Dual-Luciferase Reporter Gene Assay
The E2F5 promoter construct was generated by amplifying the 2000 bp upstream region from the transcription start site of E2F5, based on the NCBI reference sequence (NC_000008.11:85,175,154–85177153, Homo sapiens chromosome 8, GRCh38.p13 Primary Assembly). The amplified sequence was cloned into the pGL3-Basic luciferase reporter vector using the NheI/HindIII restriction sites. Human 293T cells were seeded into 12-well plates and transfected with 1 μg of either the empty vector or pcDNA3.1-FOXN3, along with 1 μg of either the pGL3-basic plasmid or the pGL3-E2F5-promoter plasmid. Transfection was performed using Lipofectamine 3000 Reagent (Invitrogen, USA) in accordance with the manufacturer’s instructions. Forty-eight hours post-transfection, reporter gene assays were conducted using the Dual-Luciferase Reporter Gene Assay Kit (KeyGEN Bio TECH, China), following the manufacturer’s guidelines.
RNA-Sequencing
Total RNA was isolated using TRIzol reagent (Invitrogen, CA, USA) and reverse-transcribed to create the cDNA by SuperScript™ II Reverse Transcriptase (Invitrogen, cat. 1896649, USA) following the manufacturer’s protocol. The average insert size for the final cDNA library was 300 ± 50 bp. We performed the 2×150 bp paired-end sequencing (PE150) on an Illumina Novaseq™ 6000 following the vendor’s recommended protocol, and data analysis was performed by LC-Bio Technology Co., Ltd. (Hangzhou, China). Differentially expressed mRNAs were identified based on a fold change of >2 or <0.5, coupled with a p-value < 0.05. Subsequently, Gene Ontology (GO) enrichment and Kyoto Encyclopedia of Genes and Genomes (KEGG) enrichment analyses were conducted on the differentially expressed mRNAs.
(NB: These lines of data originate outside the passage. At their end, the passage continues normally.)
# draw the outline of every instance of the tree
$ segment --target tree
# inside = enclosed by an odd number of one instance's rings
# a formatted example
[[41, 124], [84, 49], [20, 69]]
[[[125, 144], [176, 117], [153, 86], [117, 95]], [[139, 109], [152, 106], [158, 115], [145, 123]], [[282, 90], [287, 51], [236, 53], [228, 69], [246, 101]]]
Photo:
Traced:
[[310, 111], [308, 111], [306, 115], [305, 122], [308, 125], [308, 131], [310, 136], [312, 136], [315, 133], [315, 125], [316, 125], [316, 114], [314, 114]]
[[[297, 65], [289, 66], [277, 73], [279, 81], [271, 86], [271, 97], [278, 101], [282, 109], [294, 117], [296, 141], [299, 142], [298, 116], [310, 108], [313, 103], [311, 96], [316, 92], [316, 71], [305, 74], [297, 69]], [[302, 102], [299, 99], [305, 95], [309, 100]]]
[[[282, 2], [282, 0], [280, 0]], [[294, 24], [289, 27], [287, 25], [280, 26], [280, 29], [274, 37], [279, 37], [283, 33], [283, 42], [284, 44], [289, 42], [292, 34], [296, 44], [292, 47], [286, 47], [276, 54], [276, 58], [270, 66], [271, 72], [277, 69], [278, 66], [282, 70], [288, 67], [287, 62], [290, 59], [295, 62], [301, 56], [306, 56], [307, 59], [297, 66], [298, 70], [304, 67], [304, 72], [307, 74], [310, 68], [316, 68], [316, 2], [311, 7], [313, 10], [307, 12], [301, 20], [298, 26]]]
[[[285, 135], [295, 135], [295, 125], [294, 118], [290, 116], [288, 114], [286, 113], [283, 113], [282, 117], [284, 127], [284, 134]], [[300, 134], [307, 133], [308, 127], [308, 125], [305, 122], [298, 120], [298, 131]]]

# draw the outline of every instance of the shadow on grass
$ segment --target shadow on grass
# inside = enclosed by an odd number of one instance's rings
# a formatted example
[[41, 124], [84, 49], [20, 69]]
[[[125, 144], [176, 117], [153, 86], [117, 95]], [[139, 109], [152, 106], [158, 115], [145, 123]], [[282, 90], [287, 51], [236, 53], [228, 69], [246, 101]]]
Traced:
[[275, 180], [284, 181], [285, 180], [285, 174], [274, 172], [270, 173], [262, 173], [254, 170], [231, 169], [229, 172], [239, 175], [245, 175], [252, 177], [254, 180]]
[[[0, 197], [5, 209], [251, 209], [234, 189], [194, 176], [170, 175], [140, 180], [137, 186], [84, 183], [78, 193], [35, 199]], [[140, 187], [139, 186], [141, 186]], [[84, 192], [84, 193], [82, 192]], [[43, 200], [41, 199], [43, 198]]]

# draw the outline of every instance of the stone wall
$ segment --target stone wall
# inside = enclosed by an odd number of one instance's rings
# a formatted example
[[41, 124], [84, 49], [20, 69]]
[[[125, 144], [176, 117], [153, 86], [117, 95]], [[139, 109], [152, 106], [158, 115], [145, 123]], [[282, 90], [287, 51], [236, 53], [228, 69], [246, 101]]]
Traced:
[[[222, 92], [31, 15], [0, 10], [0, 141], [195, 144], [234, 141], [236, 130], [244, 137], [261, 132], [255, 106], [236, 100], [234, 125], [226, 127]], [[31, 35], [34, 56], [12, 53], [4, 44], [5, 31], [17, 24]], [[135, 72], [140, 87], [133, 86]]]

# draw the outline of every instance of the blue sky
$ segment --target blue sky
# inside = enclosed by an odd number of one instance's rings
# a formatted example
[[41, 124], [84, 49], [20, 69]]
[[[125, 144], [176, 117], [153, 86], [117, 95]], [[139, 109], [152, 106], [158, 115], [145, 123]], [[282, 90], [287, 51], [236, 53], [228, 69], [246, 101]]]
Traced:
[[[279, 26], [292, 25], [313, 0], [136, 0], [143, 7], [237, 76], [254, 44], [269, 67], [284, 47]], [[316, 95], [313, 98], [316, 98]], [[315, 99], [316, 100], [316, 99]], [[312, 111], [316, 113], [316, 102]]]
GO Enrichment Analyses and KEGG Pathway Analysis
GO enrichment analyses for FOXN3 were conducted, along with Gene Set Enrichment Analysis (GSEA), to identify associated phenotypes and signaling pathways. The analyses utilized Hallmark v7.2, GO c5 v7.2, and KEGG c2 v7.2 gene sets to identify relevant mechanistic pathways. These analyses were performed using the clusterProfiler R package (version 3.14.3; https://bioconductor.org/packages/release/bioc/html/clusterProfiler.html). To ensure robustness, only terms with a P-value< 0.05 were deemed significant in the pathway enrichment analysis. Additionally, the fold change cut-off criterion was set to |log2FoldChange| ≥ 1 to enhance the identification of differentially expressed genes.
Statistical Analysis
Statistical analyses were performed using GraphPad Prism 7.0a software, with all data expressed as mean ± standard deviation (SD). Differences between groups were evaluated using the Mann–Whitney test for two-group comparisons or one-way analysis of variance (ANOVA), followed by Tukey’s post hoc test for multiple group comparisons. For cell proliferation assays, a two-way ANOVA followed by Bonferroni’s post hoc test was applied to compare data across multiple time points. A P-value of less than 0.05 was considered statistically significant. Significance levels are denoted as *P < 0.05,** P < 0.01, *** P < 0.001, and **** P < 0.0001.
Results
Identification of E2F5 as the Transcriptional Target Gene of FOXN3
The analysis revealed a total of 205,115 FOXN3 binding peaks in THP1 cells, distributed as follows: 2.49% in promoters, 1.47% in exons, 33.09% in introns, and 11.09% in regions upstream of promoters (region 2 kilobases (kb) upstream of the transcription start site) (Figure 1A). In Kasumi1 cells, FOXN3 binding peaks were distributed as follows: 3.46% in promoters, 1.79% in exons, 30.34% in introns, and 11.93% in upstream regions (Figure 1A). Furthermore, by mapping each binding peak to the nearest gene within 5 kb upstream and 5 kb downstream of the transcription start site, 5719 potential FOXN3 target genes (including both protein-coding and non-coding genes) were identified. The genomic occupancy profile of FOXN3 binding sites showed a strong enrichment around transcription start sites (TSS) (Figure 1B), highlighting the potential role of FOXN3 in transcriptional regulation.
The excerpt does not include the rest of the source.